Optimizing with ORTOptimizer

>>> from optimum.onnxruntime import ORTModelForSequenceClassification, ORTOptimizer
>>> from optimum.onnxruntime.configuration import OptimizationConfig
>>> from optimum.pipelines import pipeline
>>> from transformers import AutoTokenizer

# Load the tokenizer and export the model to the ONNX format
>>> model_id = "distilbert-base-uncased-finetuned-sst-2-english"
>>> save_dir = "tmp/onnx/"
>>> tokenizer = AutoTokenizer.from_pretrained(model_id)
>>> model = ORTModelForSequenceClassification.from_pretrained(model_id, from_transformers=True)

# Load the optimization configuration detailing the optimization we wish to apply
>>> optimization_config = OptimizationConfig(optimization_level=2)
>>> optimizer = ORTOptimizer.from_pretrained(model)
# Apply optimization and save the resulting model
>>> optimizer.optimize(save_dir=save_dir, optimization_config=optimization_config)

# Load the optimized model from a local repository
>>> model = ORTModelForSequenceClassification.from_pretrained(save_dir, file_name="model_optimized.onnx")

# Create the transformers pipeline
>>> onnx_clx = pipeline("text-classification", model=model, tokenizer=tokenizer)
>>> text = "I like the new ORT pipeline"
>>> pred = onnx_clx(text)
>>> print(pred)

# Save and push the model to the hub
>>> tokenizer.save_pretrained("new_path_for_directory")
>>> model.save_pretrained("new_path_for_directory")
>>> model.push_to_hub("new_path_for_directory", repository_id="my-onnx-repo", use_auth_token=True)

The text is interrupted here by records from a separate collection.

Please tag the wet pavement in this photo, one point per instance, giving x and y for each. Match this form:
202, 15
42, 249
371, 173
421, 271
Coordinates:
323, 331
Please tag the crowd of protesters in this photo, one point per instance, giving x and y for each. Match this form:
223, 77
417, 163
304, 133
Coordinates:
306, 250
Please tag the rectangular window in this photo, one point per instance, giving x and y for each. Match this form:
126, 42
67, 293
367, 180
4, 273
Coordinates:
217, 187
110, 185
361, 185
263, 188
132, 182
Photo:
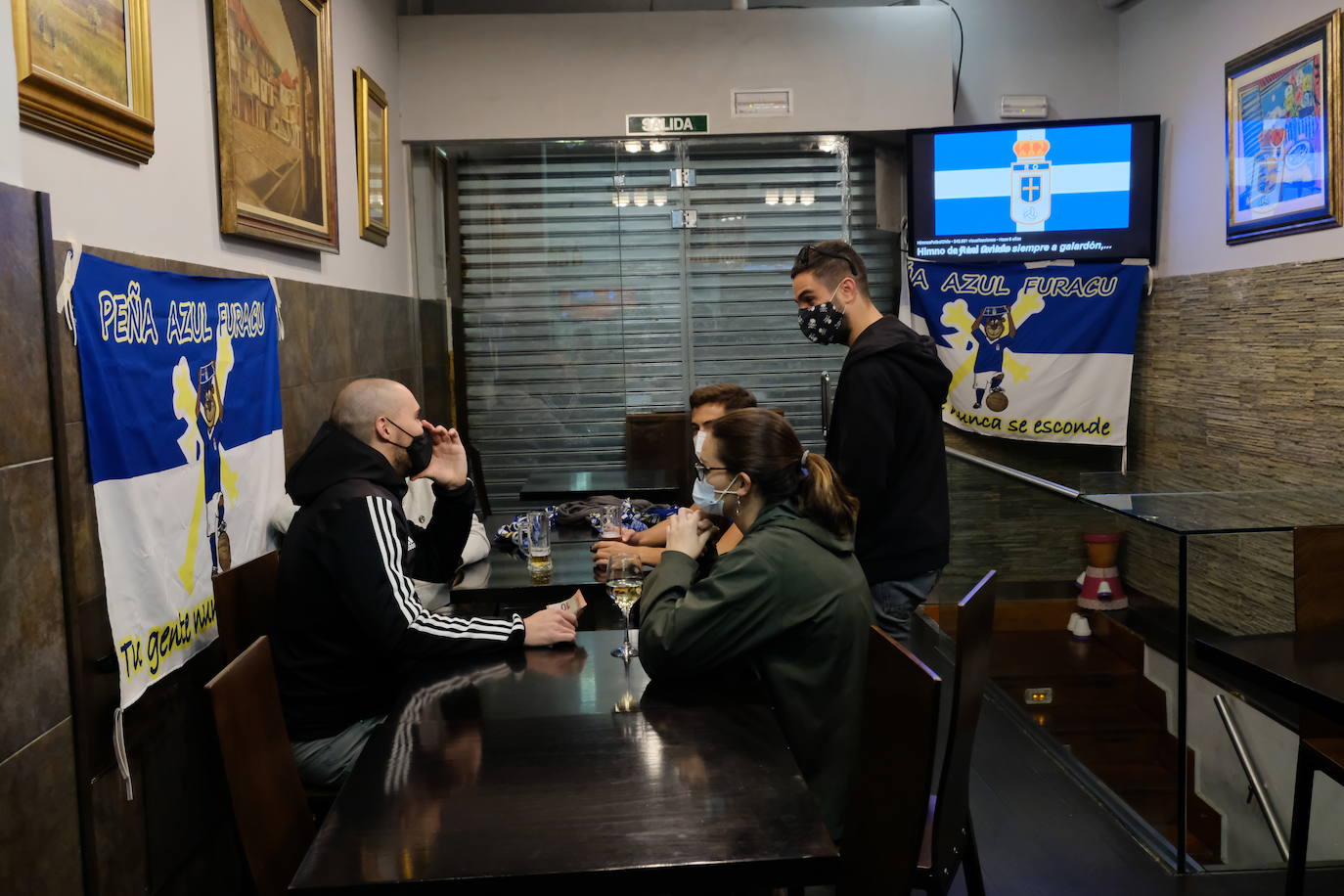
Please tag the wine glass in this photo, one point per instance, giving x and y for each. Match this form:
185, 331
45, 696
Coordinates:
624, 583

Transformers pipeline usage

The pipeline() function is just a light wrapper around the transformers.pipeline function to enable checks for supported tasks and additional features , like quantization and optimization. This being said you can use the transformers.pipeline and just replace your AutoModelFor* with the optimum ORTModelFor* class.

from transformers import AutoTokenizer, pipeline
-from transformers import AutoModelForQuestionAnswering
+from optimum.onnxruntime import ORTModelForQuestionAnswering

-model = AutoModelForQuestionAnswering.from_pretrained("deepset/roberta-base-squad2")
+model = ORTModelForQuestionAnswering.from_pretrained("optimum/roberta-base-squad2")
tokenizer = AutoTokenizer.from_pretrained("deepset/roberta-base-squad2")

onnx_qa = pipeline("question-answering",model=model,tokenizer=tokenizer)

question = "What's my name?"
context = "My name is Philipp and I live in Nuremberg."